Uma das marcas mais impactadas pelas mudanças nos hábitos de consumo foi a Nike, que ainda nos anos 1990 passou a ser alvo de denúncias de ativistas do movimento antimarcas, após a circulação de notícias sobre a exploração de trabalhadores de suas fábricas localizadas em países asiáticos, como Vietnã e Indonésia (KLEIN, 2000). Por meio de manifestações e performances artísticas, os ativistas adotavam uma postura antiglobalização, desmentindo a imagem institucional de corporações transnacionais e apontando as contradições entre as mensagens transmitidas pela publicidade e as condições de produção dos itens vendidos (FONTENELLE, 2017). Imagens das sweatshops, traduzidas literalmente como “fábricas de suor”, escancaravam a exploração dos trabalhadores nos países subdesenvolvidos (SALMON, 2010).

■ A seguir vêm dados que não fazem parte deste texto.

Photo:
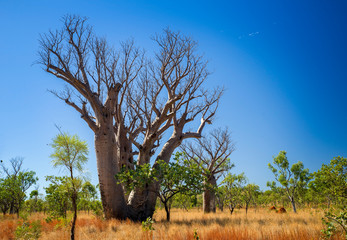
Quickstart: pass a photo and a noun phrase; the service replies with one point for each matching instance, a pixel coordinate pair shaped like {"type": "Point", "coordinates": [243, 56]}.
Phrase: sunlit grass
{"type": "Point", "coordinates": [257, 224]}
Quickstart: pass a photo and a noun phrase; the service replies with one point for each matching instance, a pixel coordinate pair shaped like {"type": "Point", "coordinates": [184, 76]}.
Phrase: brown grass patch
{"type": "Point", "coordinates": [257, 224]}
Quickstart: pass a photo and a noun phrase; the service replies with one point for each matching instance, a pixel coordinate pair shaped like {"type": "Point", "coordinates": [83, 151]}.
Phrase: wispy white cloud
{"type": "Point", "coordinates": [253, 34]}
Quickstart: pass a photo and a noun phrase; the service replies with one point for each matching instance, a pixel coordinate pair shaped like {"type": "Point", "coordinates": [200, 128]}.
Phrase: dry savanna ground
{"type": "Point", "coordinates": [257, 224]}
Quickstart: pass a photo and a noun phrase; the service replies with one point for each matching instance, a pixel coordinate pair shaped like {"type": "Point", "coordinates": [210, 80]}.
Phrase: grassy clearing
{"type": "Point", "coordinates": [257, 224]}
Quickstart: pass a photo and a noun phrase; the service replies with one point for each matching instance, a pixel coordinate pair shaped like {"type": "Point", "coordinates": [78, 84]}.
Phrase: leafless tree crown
{"type": "Point", "coordinates": [144, 97]}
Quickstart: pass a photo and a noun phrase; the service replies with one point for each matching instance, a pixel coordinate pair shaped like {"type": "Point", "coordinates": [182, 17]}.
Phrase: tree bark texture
{"type": "Point", "coordinates": [112, 194]}
{"type": "Point", "coordinates": [209, 196]}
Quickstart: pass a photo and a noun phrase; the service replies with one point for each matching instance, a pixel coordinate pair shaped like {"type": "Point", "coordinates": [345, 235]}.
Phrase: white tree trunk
{"type": "Point", "coordinates": [112, 194]}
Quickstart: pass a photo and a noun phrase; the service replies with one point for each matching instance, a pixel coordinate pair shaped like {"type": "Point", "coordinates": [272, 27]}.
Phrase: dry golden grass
{"type": "Point", "coordinates": [258, 224]}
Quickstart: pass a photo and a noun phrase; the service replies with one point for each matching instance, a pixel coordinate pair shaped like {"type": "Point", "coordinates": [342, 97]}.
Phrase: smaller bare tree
{"type": "Point", "coordinates": [211, 153]}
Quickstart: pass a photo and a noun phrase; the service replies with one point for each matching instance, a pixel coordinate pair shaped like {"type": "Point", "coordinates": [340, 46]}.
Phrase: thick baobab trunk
{"type": "Point", "coordinates": [209, 196]}
{"type": "Point", "coordinates": [112, 194]}
{"type": "Point", "coordinates": [142, 202]}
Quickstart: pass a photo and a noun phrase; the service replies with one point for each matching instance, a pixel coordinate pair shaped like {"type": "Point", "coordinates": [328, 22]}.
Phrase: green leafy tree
{"type": "Point", "coordinates": [291, 178]}
{"type": "Point", "coordinates": [57, 196]}
{"type": "Point", "coordinates": [249, 194]}
{"type": "Point", "coordinates": [70, 153]}
{"type": "Point", "coordinates": [330, 181]}
{"type": "Point", "coordinates": [211, 153]}
{"type": "Point", "coordinates": [14, 185]}
{"type": "Point", "coordinates": [88, 194]}
{"type": "Point", "coordinates": [175, 178]}
{"type": "Point", "coordinates": [232, 186]}
{"type": "Point", "coordinates": [35, 202]}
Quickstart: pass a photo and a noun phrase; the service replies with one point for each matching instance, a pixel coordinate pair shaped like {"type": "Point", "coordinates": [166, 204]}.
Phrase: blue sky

Para solucionar essa crise de imagem global, que associava a Nike a histórias de sofrimento e exploração, a decisão tomada pela empresa parecia simples: em resposta às narrativas que confrontavam a imagem da marca, contariam histórias edificantes, capazes de reerguê-la. Para construir essas narrativas, a Nike recorreu aos serviços de especialistas em storytelling:

Em agosto de 1999, Amanda Tucker, diretora do programa de combate ao trabalho infantil da Organização Internacional do trabalho, foi recrutada pela Nike. Na mesma época, a Nike encomendou um relatório a acadêmicos norte-americanos. Um deles, David M. Boje, um pioneiro do storytelling organizacional, havia participado nos anos noventa das campanhas anti-Nike e realizado com seus alunos um trabalho teórico de desconstrução da marca (SALMON, 2010, p. 52, tradução da autora) 

Considerado por Salmon (2010) um dos pesquisadores mais influentes na gestão de crise da Nike, podemos dizer que David M. Boje contribuiu significativamente com o storytelling aplicado à gestão de marcas. De acordo com seus estudos, as empresas constituem organizações narrativas nas quais circulam múltiplas histórias, em constante diálogo, que se opõem ou se complementam. Essa ideia, desenvolvida a partir de autores como Roland Barthes, Guy Débord e Mikhail Bakhtin, levou o autor a elaborar o paradigma de uma nova organização pós-moderna, em constante mudança (SALMON, 2010).

Em “Storytelling Organizational Practices” (2014), David M. Boje expõe sua teoria aplicada à comunicação organizacional, na qual classifica as narrativas em três tipos: histórias estruturadas com começo, meio e fim, ou BME (beginning-middle-ending), histórias de vida (living stories) e antenarrativas. Para o autor, o uso do storytelling nas organizações envolve compreender a construção de sentido que acontece, de forma pragmática, entre storytellers e suas audiências.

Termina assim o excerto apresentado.